Personal information
- Born: 30 April 1911 Erzincan, Ottoman Empire
- Died: 18 May 1986 (aged 75) Istanbul, Turkey
- Height: 1.68 m (5 ft 6 in)
- Weight: 62 kg (137 lb)

Sport
- Sport: Wrestling
- Events: Greco-Roman Freestyle

Medal record
Men's Greco-Roman wrestling
Representing Turkey
Olympic Games
| Gold medal – first place | 1936 Berlin | Featherweight (61 kg) |
Balkan Championships
| Gold medal – first place | 1933 Istanbul | 61 kg |
| Gold medal – first place | 1934 Istanbul | 61 kg |
| Gold medal – first place | 1935 Istanbul | 61 kg |
| Gold medal – first place | 1937 İzmir | 61 kg |

= Yaşar Erkan =

Turkish wrestler (1911–1986)

Yaşar Erkan (30 April 1911 – 18 May 1986) was a Turkish sports wrestler, who won the first ever Olympic gold medal for Turkey in the Featherweight class of Men's Greco-Roman Wrestling.
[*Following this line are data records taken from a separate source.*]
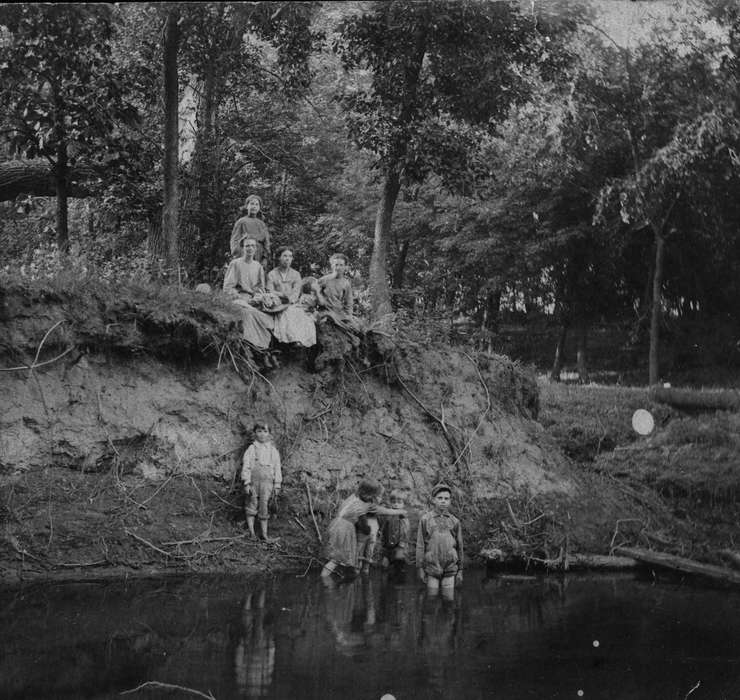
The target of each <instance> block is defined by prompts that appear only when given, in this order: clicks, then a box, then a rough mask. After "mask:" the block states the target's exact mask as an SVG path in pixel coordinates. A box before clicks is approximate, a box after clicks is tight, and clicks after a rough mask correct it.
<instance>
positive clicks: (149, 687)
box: [119, 681, 216, 700]
mask: <svg viewBox="0 0 740 700" xmlns="http://www.w3.org/2000/svg"><path fill="white" fill-rule="evenodd" d="M143 688H162V689H164V690H180V691H182V692H183V693H190V694H191V695H196V696H197V697H199V698H207V700H216V698H215V697H214V696H213V695H212V694H211V692H210V691H208V693H207V694H206V693H202V692H201V691H200V690H195V689H194V688H186V687H185V686H183V685H174V684H173V683H160V682H159V681H147V682H146V683H142V684H141V685H137V686H136V687H135V688H131V690H124V691H122V692H120V693H119V695H128V694H130V693H136V692H138V691H139V690H142V689H143Z"/></svg>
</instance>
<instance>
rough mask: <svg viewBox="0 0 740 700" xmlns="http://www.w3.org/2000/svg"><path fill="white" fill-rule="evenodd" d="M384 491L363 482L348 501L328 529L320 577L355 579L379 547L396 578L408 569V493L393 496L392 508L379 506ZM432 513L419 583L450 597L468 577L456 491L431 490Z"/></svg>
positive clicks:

Yaşar Erkan is the first Olympic champion in Turkish history.

==Wrestling career==
Son of a wrestler for yağlı güreş (oil wrestling), he moved with his family from their village İspidi in the Refahiye district of Erzincan Province to Istanbul at 4 years of age. He started wrestling at Kumkapı Wrestling Club and grew up here. His father Ali Efendi was also one of the famous wrestlers of their village. Yaşar Erkan was selected to the Turkish National Wrestling Team in 1933 and won the Balkan Championship in the same year. He also held this title in 1934 and 1935. In 1936, he became the first ever Turkish sportsman to win a gold medal at the Olympics.
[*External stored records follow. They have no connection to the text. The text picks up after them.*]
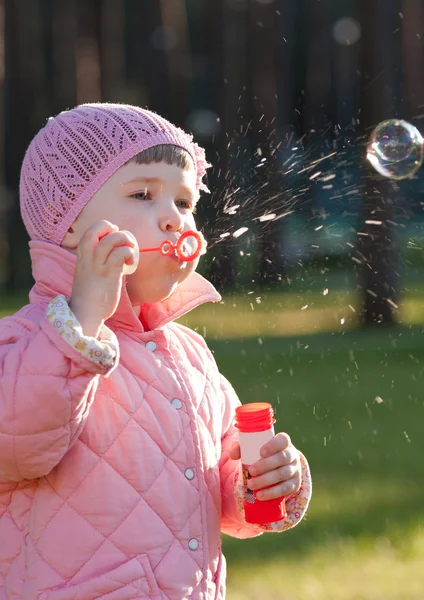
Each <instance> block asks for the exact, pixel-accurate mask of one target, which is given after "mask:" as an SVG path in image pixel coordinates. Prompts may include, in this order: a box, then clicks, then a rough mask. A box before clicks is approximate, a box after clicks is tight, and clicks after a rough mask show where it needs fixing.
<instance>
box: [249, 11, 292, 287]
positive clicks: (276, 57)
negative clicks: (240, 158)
mask: <svg viewBox="0 0 424 600" xmlns="http://www.w3.org/2000/svg"><path fill="white" fill-rule="evenodd" d="M250 6H251V10H250V35H249V38H250V42H251V43H250V44H249V46H248V48H249V50H250V52H249V64H250V70H251V94H252V98H251V100H252V119H253V126H252V139H253V144H254V152H255V153H256V154H255V157H256V161H255V162H256V163H259V162H261V161H262V162H263V163H264V166H263V167H260V168H257V169H256V176H257V182H258V185H257V188H256V194H257V199H258V203H259V214H258V215H257V216H258V217H260V216H262V213H268V212H272V210H271V209H272V204H271V203H270V201H269V200H270V198H274V197H275V196H278V193H279V192H280V191H281V184H280V183H279V182H278V162H277V160H276V153H277V146H278V132H277V129H278V95H277V76H276V64H277V56H276V49H277V23H276V19H277V16H276V10H275V6H274V4H273V3H270V4H269V3H268V4H260V3H258V2H251V4H250ZM261 207H262V209H261ZM280 225H281V221H265V222H261V221H259V222H258V252H259V273H258V276H259V281H260V282H261V283H266V284H268V283H272V282H275V281H281V279H282V273H283V259H282V255H281V252H280V247H281V239H280V237H281V230H280Z"/></svg>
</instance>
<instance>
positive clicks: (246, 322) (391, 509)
mask: <svg viewBox="0 0 424 600" xmlns="http://www.w3.org/2000/svg"><path fill="white" fill-rule="evenodd" d="M318 287H319V289H315V290H309V291H305V292H303V291H301V290H300V291H298V292H297V293H296V294H291V295H288V294H277V293H274V294H267V295H262V296H261V298H260V300H257V298H259V294H256V293H255V294H246V295H244V296H243V297H239V296H233V297H230V298H228V299H226V300H225V303H224V304H217V305H213V306H211V305H207V306H204V307H200V308H199V309H197V310H196V311H194V312H193V313H190V314H189V315H188V316H186V317H185V318H184V319H183V321H184V322H185V323H186V324H189V325H190V326H192V327H194V328H197V329H198V330H199V331H200V332H201V333H203V334H205V335H206V337H207V339H208V342H209V345H210V347H211V349H212V350H213V352H214V354H215V357H216V359H217V362H218V364H219V366H220V368H221V370H222V372H223V373H224V375H226V376H227V377H228V378H229V379H230V380H231V382H232V383H233V385H234V387H235V388H236V390H237V391H238V393H239V395H240V397H241V399H242V400H243V402H251V401H255V400H266V401H270V402H271V403H272V404H273V405H274V407H275V409H276V416H277V425H278V428H279V429H283V430H285V431H288V432H289V433H290V434H291V436H292V439H293V441H294V443H295V444H296V445H297V446H298V447H299V448H301V449H302V450H303V451H304V453H305V454H306V456H307V457H308V460H309V462H310V465H311V470H312V474H313V482H314V492H313V500H312V503H311V507H310V510H309V513H308V516H307V518H306V519H305V521H304V522H302V523H301V524H300V525H298V527H296V528H295V529H293V530H292V531H289V532H286V533H284V534H281V535H278V534H266V535H263V536H261V537H259V538H256V539H252V540H236V539H232V538H229V537H225V538H224V551H225V553H226V556H227V560H228V596H227V597H228V600H250V599H252V600H253V599H255V600H257V598H258V597H260V598H261V600H271V599H272V600H333V599H334V600H383V599H384V600H422V598H423V597H424V585H423V584H422V581H423V578H422V565H423V564H424V511H423V510H422V506H423V504H424V486H423V485H422V476H423V455H424V436H423V423H424V394H423V391H422V390H423V389H424V386H423V373H424V338H423V330H424V328H423V327H422V326H421V323H423V322H424V302H422V299H424V294H422V292H421V290H420V288H419V287H416V288H414V291H413V292H412V291H408V290H406V291H405V293H404V296H403V302H402V304H401V306H400V311H399V317H400V320H401V321H402V326H401V327H399V328H397V329H394V330H380V331H374V332H361V331H358V330H356V329H355V328H354V326H355V322H356V316H357V307H358V298H357V296H356V294H355V293H354V292H343V291H337V290H332V289H329V292H328V294H326V295H323V293H322V289H325V288H323V286H322V285H321V283H319V286H318ZM15 302H16V299H11V300H9V301H6V302H5V301H3V303H0V311H1V310H3V314H4V313H6V312H10V311H11V310H14V309H15ZM305 307H306V308H305ZM302 308H303V310H302ZM355 311H356V312H355ZM342 320H343V323H342Z"/></svg>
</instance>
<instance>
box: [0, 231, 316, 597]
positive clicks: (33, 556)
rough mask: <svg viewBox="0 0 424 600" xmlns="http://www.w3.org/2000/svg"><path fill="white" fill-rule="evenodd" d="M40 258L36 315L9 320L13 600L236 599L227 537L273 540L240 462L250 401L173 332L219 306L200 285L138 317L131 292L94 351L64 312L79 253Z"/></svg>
mask: <svg viewBox="0 0 424 600" xmlns="http://www.w3.org/2000/svg"><path fill="white" fill-rule="evenodd" d="M31 258H32V262H33V274H34V278H35V281H36V284H35V286H34V288H33V289H32V291H31V293H30V304H29V305H28V306H26V307H24V308H23V309H21V310H20V311H19V312H18V313H16V314H15V315H14V316H12V317H7V318H5V319H2V320H1V322H0V369H1V370H0V600H5V599H8V600H18V599H19V600H95V599H98V598H104V600H138V599H140V600H141V599H161V600H182V599H183V598H196V599H204V600H206V599H207V600H210V599H213V598H215V599H221V598H224V597H225V560H224V558H223V556H222V554H221V541H220V531H222V532H225V533H227V534H229V535H232V536H236V537H240V538H243V537H250V536H254V535H258V534H260V533H261V532H262V530H261V529H260V528H258V527H254V526H251V525H248V524H246V522H245V521H244V520H243V514H242V511H240V506H239V502H237V494H235V480H237V478H238V469H239V464H238V462H237V461H233V460H231V459H229V458H228V449H229V447H230V446H231V444H232V442H233V441H234V440H235V439H236V437H237V433H236V430H235V429H234V426H233V417H234V409H235V406H236V405H237V404H238V403H239V401H238V399H237V397H236V395H235V393H234V391H233V389H232V388H231V386H230V384H229V383H228V382H227V381H226V380H225V379H224V378H223V377H222V376H220V374H219V372H218V369H217V366H216V364H215V361H214V359H213V357H212V355H211V353H210V351H209V350H208V348H207V346H206V343H205V341H204V340H203V338H202V337H201V336H199V335H198V334H196V333H194V332H193V331H191V330H189V329H187V328H186V327H183V326H181V325H178V324H175V323H173V322H172V321H173V319H175V318H177V317H180V316H181V315H182V314H184V313H185V312H187V311H189V310H191V309H193V308H195V307H196V306H198V305H199V304H200V303H202V302H207V301H217V300H219V295H218V293H217V292H216V291H215V290H214V288H213V287H212V286H211V285H210V284H209V283H208V282H206V281H205V280H204V279H203V278H202V277H200V276H199V275H194V276H193V277H191V278H190V279H189V280H188V281H187V282H185V284H183V285H182V286H181V287H180V288H178V290H177V292H176V293H175V294H173V296H171V298H170V299H168V301H166V302H164V303H161V304H157V305H148V306H144V307H143V308H142V312H141V318H140V319H139V318H138V317H137V316H136V313H135V312H134V310H133V308H132V307H131V305H130V302H129V299H128V296H127V295H126V293H125V291H124V292H123V294H122V299H121V302H120V305H119V307H118V310H117V311H116V313H115V315H114V316H113V318H111V319H110V320H109V321H108V323H107V327H106V326H105V327H104V328H103V331H102V334H101V335H100V337H99V341H96V340H93V339H92V338H91V341H92V342H93V343H94V344H97V345H98V348H97V350H96V346H95V347H94V348H91V349H89V350H87V348H88V346H87V344H86V343H85V342H86V341H87V338H83V336H82V334H81V332H80V333H79V334H78V333H76V334H75V337H74V338H72V339H71V338H69V335H68V336H67V334H66V331H65V330H64V327H65V326H66V325H68V326H69V327H70V328H71V329H72V322H71V321H68V320H67V317H66V310H68V307H67V305H66V302H62V303H61V302H58V301H56V304H55V303H51V301H52V299H54V298H55V297H56V296H57V295H58V294H64V295H65V296H70V295H71V289H72V280H73V272H74V268H75V258H74V256H73V255H71V254H69V253H68V252H66V251H65V250H62V249H60V248H57V247H56V246H52V245H50V244H47V243H44V242H31ZM59 300H60V299H59ZM52 305H53V308H52ZM58 305H59V306H60V305H62V308H61V309H60V308H55V306H58ZM63 305H65V309H64V310H65V313H64V314H65V317H64V318H63V319H61V318H60V317H58V314H60V310H63ZM48 307H49V308H48ZM55 310H56V311H59V313H56V314H54V313H55ZM69 312H70V311H69ZM71 316H72V314H71ZM142 323H143V324H144V326H143V325H142ZM112 332H113V333H112ZM103 351H104V352H103ZM102 353H103V354H102ZM105 356H108V357H109V358H106V359H105V358H104V357H105ZM108 361H109V362H108ZM305 464H306V463H305ZM304 476H305V478H306V479H308V478H309V472H308V469H307V466H305V469H304ZM308 485H309V484H307V483H305V485H304V490H305V489H306V490H307V491H306V492H304V493H303V494H302V493H300V494H299V495H298V497H297V500H296V499H293V500H291V501H290V502H289V503H288V505H289V506H288V508H289V513H290V514H289V517H288V519H287V523H286V524H285V525H284V528H289V527H291V526H292V525H294V524H296V523H297V522H298V521H299V520H300V519H301V518H302V516H303V514H304V512H305V511H306V507H307V503H308V500H309V495H310V492H309V491H308V489H309V488H308ZM305 486H306V487H305Z"/></svg>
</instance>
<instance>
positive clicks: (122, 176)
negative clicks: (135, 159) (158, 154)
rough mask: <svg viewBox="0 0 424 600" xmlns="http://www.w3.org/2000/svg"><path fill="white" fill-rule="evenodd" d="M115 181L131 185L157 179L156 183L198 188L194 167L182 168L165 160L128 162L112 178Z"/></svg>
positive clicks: (167, 184) (125, 184)
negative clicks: (191, 167)
mask: <svg viewBox="0 0 424 600" xmlns="http://www.w3.org/2000/svg"><path fill="white" fill-rule="evenodd" d="M112 179H113V180H114V181H113V183H118V184H121V185H131V184H132V182H134V183H135V184H136V183H137V182H139V181H144V180H145V181H146V183H147V182H148V180H156V183H159V184H160V183H162V184H163V185H164V186H172V187H179V186H185V187H190V188H193V190H195V189H196V172H195V169H194V166H193V168H190V169H182V168H181V167H178V166H176V165H168V164H167V163H165V162H159V163H149V164H137V163H135V162H131V163H128V164H126V165H124V166H123V167H121V168H120V169H118V171H116V173H115V174H114V175H112V177H111V178H110V180H112Z"/></svg>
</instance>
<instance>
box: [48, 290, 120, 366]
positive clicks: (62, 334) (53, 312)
mask: <svg viewBox="0 0 424 600" xmlns="http://www.w3.org/2000/svg"><path fill="white" fill-rule="evenodd" d="M69 302H70V298H66V297H65V296H63V295H59V296H56V298H53V300H52V301H51V302H50V304H49V305H48V307H47V309H46V316H47V318H48V320H49V321H50V323H51V324H52V325H53V327H54V328H55V330H56V331H57V332H58V333H59V334H60V335H61V337H62V338H63V339H65V340H66V341H67V342H68V344H69V345H70V346H72V347H73V348H74V349H75V350H76V351H77V352H79V353H80V354H81V355H82V356H84V357H85V358H87V359H88V360H90V361H91V362H94V363H97V364H98V365H100V366H101V367H102V368H103V369H110V368H111V367H113V366H114V364H115V361H116V357H117V355H118V350H117V346H118V340H117V339H116V336H115V334H114V333H113V332H112V331H111V330H110V329H109V328H108V327H106V326H105V325H103V326H102V328H101V330H100V335H99V339H96V338H95V337H91V336H87V335H84V333H83V331H82V327H81V325H80V323H79V321H78V319H77V318H76V316H75V315H74V313H73V312H72V311H71V309H70V307H69Z"/></svg>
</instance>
"You are small, but you have done an important job for the country. Now your name has gone down in Turkish sports history. Long live Yaşar!". The telegram is from Mustafa Kemal Atatürk. Later, Erkan was presented with a house by Atatürk, and the athlete's surname "Naçar", meaning helpless, was changed by Atatürk to "Erkan", meaning a prominent member of a community. Yaşar Erkan was also a tailor.

Erkan died on 18 May 1986. His grave is in Merkezefendi Cemetery in Zeytinburnu.